Opinion
No. 74842-4-I
08-08-2016
UNPUBLISHED OPINION
— In State v. Comenout, our Supreme Court upheld the State's exercise of nonconsensual criminal jurisdiction over tribal members selling unstamped cigarettes from an unlicensed store located on trust allotment property lying outside the borders of an Indian reservation.
173 Wn.2d 235, 267 P.3d 355 (2011).
Edward Comenout challenges that decision in this administrative forfeiture action appeal arising out of the same seized cigarettes at issue in Comenout. He claims Comenout is not binding because the case was remanded and ultimately dismissed. But we are bound by that decision unless and until the Washington Supreme Court or the United States Supreme Court rules otherwise. Neither court has done so. And under Comenout, it is clear the State court had personal and subject matter jurisdiction in this administrative forfeiture action and that Comenout is not exempt from the State's cigarette tax as an "Indian retailer."
Because Comenout fails to establish any error of law or arbitrary and capricious action under the Administrative Procedure Act (APA) standards, we affirm.
Ch. 34.05 RCW.
FACTS
In July 2008, Quinault tribal police and Puyallup police assisted the Washington State Liquor Control Board (Board) execute a search warrant at the Indian Country Store in Puyallup. The Board seized 376,852 packs of cigarettes. None of the cigarettes had valid Washington or Quinault Indian Nation tobacco stamps affixed to them.
Currently, the Washington State Liquor and Cannabis Board.
The store's owner at the time was Edward Comenout, an enrolled member of the Quinault Indian Nation. He ran the store with his brother, an enrolled member of the Tulalip Tribe. The store is located on two trust allotments. Comenout's trust allotments are not within any Indian reservation, but they are within "Indian country."
At the time the cigarettes were seized, the Quinault Indian Nation and the State of Washington had a cigarette tax compact in force.
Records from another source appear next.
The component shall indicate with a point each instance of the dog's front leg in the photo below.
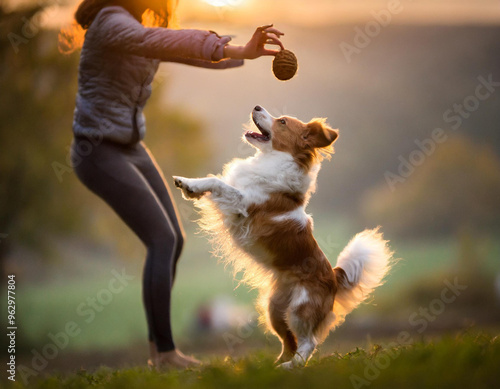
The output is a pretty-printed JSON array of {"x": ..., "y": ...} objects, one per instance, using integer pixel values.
[{"x": 228, "y": 198}]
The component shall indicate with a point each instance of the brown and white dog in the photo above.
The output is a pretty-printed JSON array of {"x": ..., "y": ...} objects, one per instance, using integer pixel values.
[{"x": 255, "y": 215}]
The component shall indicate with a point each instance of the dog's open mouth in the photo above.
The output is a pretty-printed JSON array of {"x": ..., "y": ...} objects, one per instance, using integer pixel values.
[{"x": 263, "y": 136}]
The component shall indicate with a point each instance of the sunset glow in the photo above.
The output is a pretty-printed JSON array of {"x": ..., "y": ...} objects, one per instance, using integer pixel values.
[{"x": 224, "y": 3}]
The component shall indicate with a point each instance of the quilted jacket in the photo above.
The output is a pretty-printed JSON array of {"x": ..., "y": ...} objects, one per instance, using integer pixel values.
[{"x": 118, "y": 61}]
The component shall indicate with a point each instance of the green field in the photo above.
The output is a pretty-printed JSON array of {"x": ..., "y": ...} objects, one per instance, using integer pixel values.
[
  {"x": 465, "y": 361},
  {"x": 45, "y": 307}
]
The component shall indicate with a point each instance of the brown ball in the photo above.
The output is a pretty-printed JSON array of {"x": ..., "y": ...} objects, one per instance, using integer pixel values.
[{"x": 285, "y": 65}]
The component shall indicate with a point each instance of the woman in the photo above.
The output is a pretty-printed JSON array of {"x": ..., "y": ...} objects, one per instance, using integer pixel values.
[{"x": 119, "y": 59}]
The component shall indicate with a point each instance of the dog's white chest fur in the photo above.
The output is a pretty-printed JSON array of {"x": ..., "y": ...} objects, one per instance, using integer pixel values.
[{"x": 259, "y": 176}]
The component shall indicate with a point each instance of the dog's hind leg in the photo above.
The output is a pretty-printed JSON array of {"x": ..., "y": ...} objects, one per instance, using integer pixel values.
[
  {"x": 278, "y": 305},
  {"x": 303, "y": 318}
]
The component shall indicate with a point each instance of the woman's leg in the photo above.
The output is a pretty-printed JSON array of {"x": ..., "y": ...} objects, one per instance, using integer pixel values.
[
  {"x": 110, "y": 172},
  {"x": 153, "y": 174}
]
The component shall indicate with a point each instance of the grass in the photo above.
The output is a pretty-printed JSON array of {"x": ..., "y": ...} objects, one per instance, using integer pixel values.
[
  {"x": 468, "y": 360},
  {"x": 47, "y": 306}
]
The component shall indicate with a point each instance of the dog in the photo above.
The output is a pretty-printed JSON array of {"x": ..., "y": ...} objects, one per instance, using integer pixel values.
[{"x": 254, "y": 214}]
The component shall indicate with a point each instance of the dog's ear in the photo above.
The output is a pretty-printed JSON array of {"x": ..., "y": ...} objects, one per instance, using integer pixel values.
[{"x": 318, "y": 134}]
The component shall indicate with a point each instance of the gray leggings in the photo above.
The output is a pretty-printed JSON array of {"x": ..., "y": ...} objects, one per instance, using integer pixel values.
[{"x": 129, "y": 180}]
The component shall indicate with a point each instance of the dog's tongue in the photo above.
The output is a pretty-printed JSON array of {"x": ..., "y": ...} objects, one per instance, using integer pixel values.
[{"x": 256, "y": 135}]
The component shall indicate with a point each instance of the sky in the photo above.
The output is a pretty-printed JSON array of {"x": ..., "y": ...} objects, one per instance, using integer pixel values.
[{"x": 310, "y": 12}]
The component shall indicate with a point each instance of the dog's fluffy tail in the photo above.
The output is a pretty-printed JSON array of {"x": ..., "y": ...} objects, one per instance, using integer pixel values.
[{"x": 361, "y": 267}]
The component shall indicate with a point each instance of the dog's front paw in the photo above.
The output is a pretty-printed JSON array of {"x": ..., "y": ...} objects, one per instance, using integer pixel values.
[
  {"x": 285, "y": 366},
  {"x": 188, "y": 189}
]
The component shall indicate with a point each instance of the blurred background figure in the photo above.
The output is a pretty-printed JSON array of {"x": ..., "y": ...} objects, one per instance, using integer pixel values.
[{"x": 413, "y": 89}]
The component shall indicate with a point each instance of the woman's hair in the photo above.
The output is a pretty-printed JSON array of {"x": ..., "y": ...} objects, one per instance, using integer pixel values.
[{"x": 162, "y": 15}]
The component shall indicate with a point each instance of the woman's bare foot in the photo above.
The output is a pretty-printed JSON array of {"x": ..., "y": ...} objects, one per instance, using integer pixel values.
[{"x": 171, "y": 360}]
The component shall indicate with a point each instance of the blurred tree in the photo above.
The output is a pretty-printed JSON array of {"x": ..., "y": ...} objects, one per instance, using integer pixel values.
[
  {"x": 456, "y": 187},
  {"x": 40, "y": 197}
]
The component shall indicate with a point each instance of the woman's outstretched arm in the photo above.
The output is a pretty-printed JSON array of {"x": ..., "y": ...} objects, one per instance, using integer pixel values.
[{"x": 116, "y": 29}]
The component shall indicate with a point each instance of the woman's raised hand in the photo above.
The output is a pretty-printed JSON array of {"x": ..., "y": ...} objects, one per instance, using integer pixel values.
[{"x": 255, "y": 48}]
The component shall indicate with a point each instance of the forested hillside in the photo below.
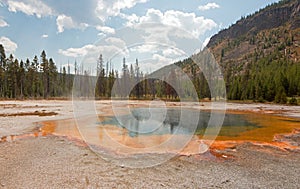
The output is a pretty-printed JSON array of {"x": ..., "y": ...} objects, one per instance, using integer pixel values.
[
  {"x": 36, "y": 78},
  {"x": 259, "y": 56}
]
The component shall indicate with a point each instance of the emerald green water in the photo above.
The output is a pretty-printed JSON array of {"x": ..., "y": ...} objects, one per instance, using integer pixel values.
[{"x": 144, "y": 121}]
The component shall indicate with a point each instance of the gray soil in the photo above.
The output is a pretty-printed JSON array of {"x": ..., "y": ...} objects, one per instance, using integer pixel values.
[{"x": 54, "y": 162}]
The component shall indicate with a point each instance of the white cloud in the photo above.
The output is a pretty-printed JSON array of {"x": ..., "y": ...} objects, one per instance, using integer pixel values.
[
  {"x": 208, "y": 6},
  {"x": 9, "y": 46},
  {"x": 30, "y": 7},
  {"x": 66, "y": 22},
  {"x": 169, "y": 21},
  {"x": 108, "y": 48},
  {"x": 106, "y": 29},
  {"x": 3, "y": 23},
  {"x": 77, "y": 52},
  {"x": 107, "y": 8}
]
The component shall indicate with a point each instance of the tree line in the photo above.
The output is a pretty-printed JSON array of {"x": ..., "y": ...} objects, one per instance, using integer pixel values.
[{"x": 36, "y": 78}]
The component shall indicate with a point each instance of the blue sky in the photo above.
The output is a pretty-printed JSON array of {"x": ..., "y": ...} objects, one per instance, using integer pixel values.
[{"x": 155, "y": 31}]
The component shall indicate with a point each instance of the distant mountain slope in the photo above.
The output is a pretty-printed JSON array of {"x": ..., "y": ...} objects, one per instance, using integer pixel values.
[
  {"x": 259, "y": 55},
  {"x": 285, "y": 13}
]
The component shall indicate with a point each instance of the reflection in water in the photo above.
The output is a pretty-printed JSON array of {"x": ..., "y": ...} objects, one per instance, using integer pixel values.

The compact was entered into in 2005 and applies "to the retail sale of cigarettes by tribal retailers." It requires "a member-owned smokeshop located in Indian country" to be licensed by the tribe.
CP at 559.
Id. at 560.
Comenout was licensed by the Quinault Indian Nation Department of Revenue to operate the store on his land at the time of the seizure. The business license required him to comply with all Quinault Indian Nation laws and regulations. The license did not authorize the sale of tobacco products.
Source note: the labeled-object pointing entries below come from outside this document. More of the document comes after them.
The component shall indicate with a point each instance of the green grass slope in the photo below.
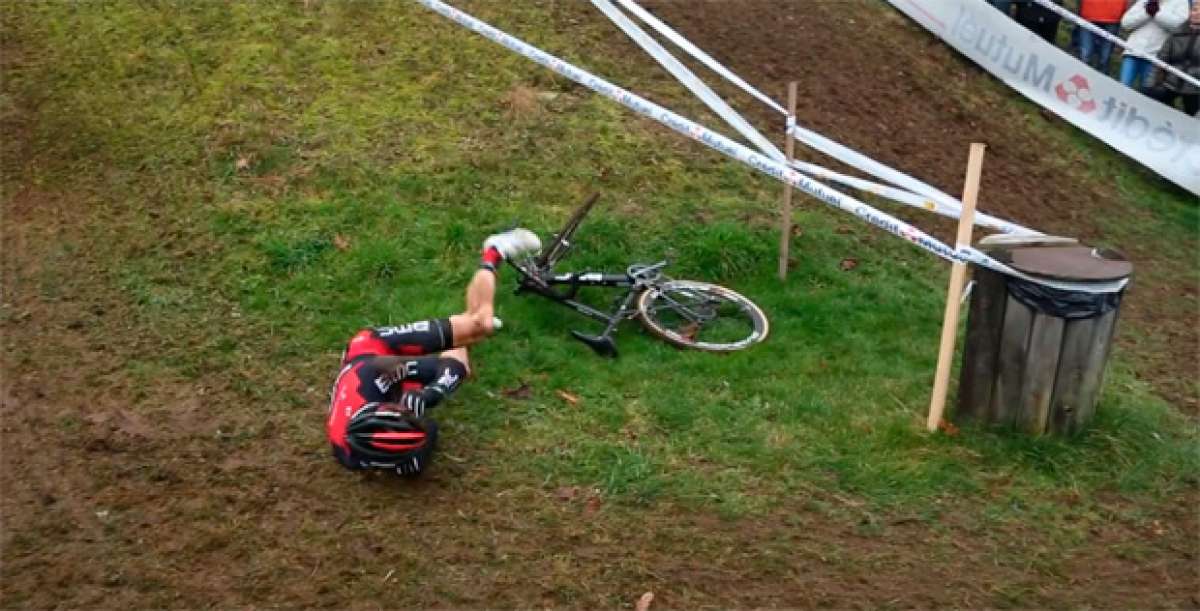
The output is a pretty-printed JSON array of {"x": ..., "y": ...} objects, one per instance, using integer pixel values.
[{"x": 249, "y": 184}]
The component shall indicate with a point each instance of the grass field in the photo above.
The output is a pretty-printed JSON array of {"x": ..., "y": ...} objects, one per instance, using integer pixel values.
[{"x": 214, "y": 197}]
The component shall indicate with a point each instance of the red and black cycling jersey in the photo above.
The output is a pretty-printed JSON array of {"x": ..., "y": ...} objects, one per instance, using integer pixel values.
[{"x": 367, "y": 377}]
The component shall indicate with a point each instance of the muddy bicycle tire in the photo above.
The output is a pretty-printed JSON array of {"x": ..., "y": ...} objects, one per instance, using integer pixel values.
[{"x": 701, "y": 316}]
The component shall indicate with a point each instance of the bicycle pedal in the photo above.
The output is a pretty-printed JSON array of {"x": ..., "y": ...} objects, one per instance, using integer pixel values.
[{"x": 603, "y": 346}]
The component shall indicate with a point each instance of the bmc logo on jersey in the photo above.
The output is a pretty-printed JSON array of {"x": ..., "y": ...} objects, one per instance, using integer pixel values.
[
  {"x": 1077, "y": 91},
  {"x": 418, "y": 327}
]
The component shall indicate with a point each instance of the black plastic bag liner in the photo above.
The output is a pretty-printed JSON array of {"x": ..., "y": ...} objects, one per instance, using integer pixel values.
[{"x": 1071, "y": 305}]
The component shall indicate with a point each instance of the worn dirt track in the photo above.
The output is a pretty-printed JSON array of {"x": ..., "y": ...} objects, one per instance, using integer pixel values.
[{"x": 125, "y": 496}]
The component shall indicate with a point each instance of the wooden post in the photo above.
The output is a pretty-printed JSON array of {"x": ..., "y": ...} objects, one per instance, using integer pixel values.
[
  {"x": 785, "y": 222},
  {"x": 954, "y": 294}
]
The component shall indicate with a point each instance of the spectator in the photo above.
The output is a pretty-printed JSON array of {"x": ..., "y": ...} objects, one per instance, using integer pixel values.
[
  {"x": 1182, "y": 52},
  {"x": 1150, "y": 23},
  {"x": 1105, "y": 15},
  {"x": 1039, "y": 19}
]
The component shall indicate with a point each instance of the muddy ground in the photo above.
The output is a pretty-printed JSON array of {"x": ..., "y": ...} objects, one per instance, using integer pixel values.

In August 2008, Comenout filed an administrative forfeiture action seeking the return of the seized cigarettes. The administrative proceeding was initially continued based on then-pending felony criminal charges against Comenout and his brother in Pierce County Superior Court. The criminal charges against Comenout were dismissed in 2010 after his death, and the criminal charges against his brother were dismissed in 2012.
In April 2013, both Comenout and the Board moved for summary judgment in the administrative forfeiture proceeding. The administrative law judge (ALJ) issued an initial order granting the Board's motion and denying Comenout's motion. In the initial order, the ALJ concluded Comenout's store was located on trust land situated in Indian country as defined by state and Quinault tribal law and the cigarette tax compact. The ALJ rejected Comenout's arguments that he was not subject to state law and concluded he failed to demonstrate by a preponderance of the evidence he could lawfully own or possess the seized cigarettes.
Edward's estate represented his interest in the proceedings.
Comenout petitioned the Board for administrative review of the ALJ's initial order. The Board then issued a final order, adopting the initial order.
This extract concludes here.